Non-Hermitian topological phases and dynamical quantum phase transitions: A generic connection

TL;DR

This paper reveals a fundamental link between topological phases and dynamical quantum phase transitions in non-Hermitian systems, supported by theoretical models and an experimental proposal.

Contribution

It establishes a generic connection between topological invariants and DQPTs in non-Hermitian systems, with validation in three lattice models and an experimental setup.

Findings

Number of critical momenta and times relate to topological invariants.

DQPTs occur after quenches from trivial to topological phases.
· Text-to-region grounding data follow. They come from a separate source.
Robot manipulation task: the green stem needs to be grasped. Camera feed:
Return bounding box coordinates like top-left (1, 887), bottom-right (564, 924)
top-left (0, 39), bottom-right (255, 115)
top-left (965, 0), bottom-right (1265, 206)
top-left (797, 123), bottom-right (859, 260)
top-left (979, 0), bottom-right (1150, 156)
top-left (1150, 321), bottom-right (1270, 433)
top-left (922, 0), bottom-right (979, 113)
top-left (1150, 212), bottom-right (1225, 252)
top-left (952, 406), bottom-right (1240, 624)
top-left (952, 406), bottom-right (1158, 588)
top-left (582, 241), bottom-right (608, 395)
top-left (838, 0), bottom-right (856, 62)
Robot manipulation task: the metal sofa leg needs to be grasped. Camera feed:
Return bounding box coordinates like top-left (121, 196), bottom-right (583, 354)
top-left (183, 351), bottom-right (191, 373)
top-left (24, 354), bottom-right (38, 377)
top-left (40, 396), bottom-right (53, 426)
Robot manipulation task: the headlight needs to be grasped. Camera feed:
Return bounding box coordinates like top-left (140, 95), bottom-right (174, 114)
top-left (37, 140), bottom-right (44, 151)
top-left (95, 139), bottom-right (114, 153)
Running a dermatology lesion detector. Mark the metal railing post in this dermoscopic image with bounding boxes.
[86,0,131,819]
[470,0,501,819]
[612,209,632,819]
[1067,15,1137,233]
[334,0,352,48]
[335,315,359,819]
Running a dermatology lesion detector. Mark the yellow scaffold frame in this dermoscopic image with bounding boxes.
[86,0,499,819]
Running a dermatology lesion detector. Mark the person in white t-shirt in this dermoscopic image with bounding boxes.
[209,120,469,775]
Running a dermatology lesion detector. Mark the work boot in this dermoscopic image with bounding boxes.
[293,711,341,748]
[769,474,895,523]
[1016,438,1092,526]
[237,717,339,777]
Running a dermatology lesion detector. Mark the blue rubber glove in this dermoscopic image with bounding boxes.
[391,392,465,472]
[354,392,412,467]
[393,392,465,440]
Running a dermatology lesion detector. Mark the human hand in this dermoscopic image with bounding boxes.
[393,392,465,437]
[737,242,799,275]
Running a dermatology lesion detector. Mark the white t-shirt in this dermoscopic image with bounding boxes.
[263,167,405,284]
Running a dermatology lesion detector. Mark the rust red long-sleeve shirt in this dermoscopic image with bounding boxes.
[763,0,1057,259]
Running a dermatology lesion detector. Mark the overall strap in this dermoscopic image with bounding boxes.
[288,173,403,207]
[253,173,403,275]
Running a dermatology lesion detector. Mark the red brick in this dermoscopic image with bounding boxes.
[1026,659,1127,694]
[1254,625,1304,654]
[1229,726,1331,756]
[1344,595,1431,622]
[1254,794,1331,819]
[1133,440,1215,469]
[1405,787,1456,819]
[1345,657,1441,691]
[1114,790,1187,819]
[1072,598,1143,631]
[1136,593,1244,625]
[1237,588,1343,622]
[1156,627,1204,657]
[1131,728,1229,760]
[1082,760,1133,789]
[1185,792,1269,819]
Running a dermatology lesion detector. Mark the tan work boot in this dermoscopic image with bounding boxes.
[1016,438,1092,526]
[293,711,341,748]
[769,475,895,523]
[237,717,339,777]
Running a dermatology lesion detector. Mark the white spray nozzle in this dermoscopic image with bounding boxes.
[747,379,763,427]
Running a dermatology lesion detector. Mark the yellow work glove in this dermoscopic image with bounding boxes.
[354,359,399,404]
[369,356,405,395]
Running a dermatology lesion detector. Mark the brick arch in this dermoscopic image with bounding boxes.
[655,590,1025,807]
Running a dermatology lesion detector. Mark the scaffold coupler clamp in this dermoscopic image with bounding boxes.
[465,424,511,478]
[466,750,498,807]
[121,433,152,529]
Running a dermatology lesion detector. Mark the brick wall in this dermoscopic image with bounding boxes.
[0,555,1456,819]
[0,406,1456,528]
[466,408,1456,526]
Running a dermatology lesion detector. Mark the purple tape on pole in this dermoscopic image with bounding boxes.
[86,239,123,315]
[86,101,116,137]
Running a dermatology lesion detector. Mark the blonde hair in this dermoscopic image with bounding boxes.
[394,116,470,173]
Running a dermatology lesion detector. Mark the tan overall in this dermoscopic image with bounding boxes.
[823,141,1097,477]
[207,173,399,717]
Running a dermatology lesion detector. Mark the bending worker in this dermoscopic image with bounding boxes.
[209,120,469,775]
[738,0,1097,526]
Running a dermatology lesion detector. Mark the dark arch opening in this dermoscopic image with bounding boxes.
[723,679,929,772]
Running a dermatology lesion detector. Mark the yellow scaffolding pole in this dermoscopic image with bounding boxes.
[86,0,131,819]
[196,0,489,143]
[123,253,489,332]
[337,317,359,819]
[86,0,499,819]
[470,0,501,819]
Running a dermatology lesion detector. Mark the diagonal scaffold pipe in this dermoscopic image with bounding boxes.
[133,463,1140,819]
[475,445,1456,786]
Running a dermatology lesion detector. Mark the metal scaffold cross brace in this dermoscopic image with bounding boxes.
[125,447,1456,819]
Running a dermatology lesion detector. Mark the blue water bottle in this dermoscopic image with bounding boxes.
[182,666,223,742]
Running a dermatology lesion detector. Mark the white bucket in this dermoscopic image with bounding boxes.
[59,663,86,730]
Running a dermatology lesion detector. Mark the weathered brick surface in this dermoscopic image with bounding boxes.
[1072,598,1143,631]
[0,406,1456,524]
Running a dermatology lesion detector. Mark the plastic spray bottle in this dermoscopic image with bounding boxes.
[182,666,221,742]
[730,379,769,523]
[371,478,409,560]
Experimental verification is proposed using nitrogen-vacancy centers.

Abstract

The dynamical and topological properties of non-Hermitian systems have attracted great attention in recent years. In this work, we establish an intrinsic connection between two classes of intriguing phenomena -- topological phases and dynamical quantum phase transitions (DQPTs) -- in non-Hermitian systems. Focusing on one-dimensional models with chiral symmetry, we find DQPTs following the quench from a trivial to a non-Hermitian topological phase. Moreover, the number of critical momenta and critical time periods of the DQPTs are found to be directly related to the topological invariants of the non-Hermitian system. We further demonstrate our theory in three prototypical non-Hermitian lattice models, the lossy Kitaev chain (LKC), the LKC with next-nearest-neighbor hoppings, and the nonreciprocal Su-Schrieffer-Heeger model. Finally, we present a proposal to experimentally verify the found connection by a nitrogen-vacancy center in diamond.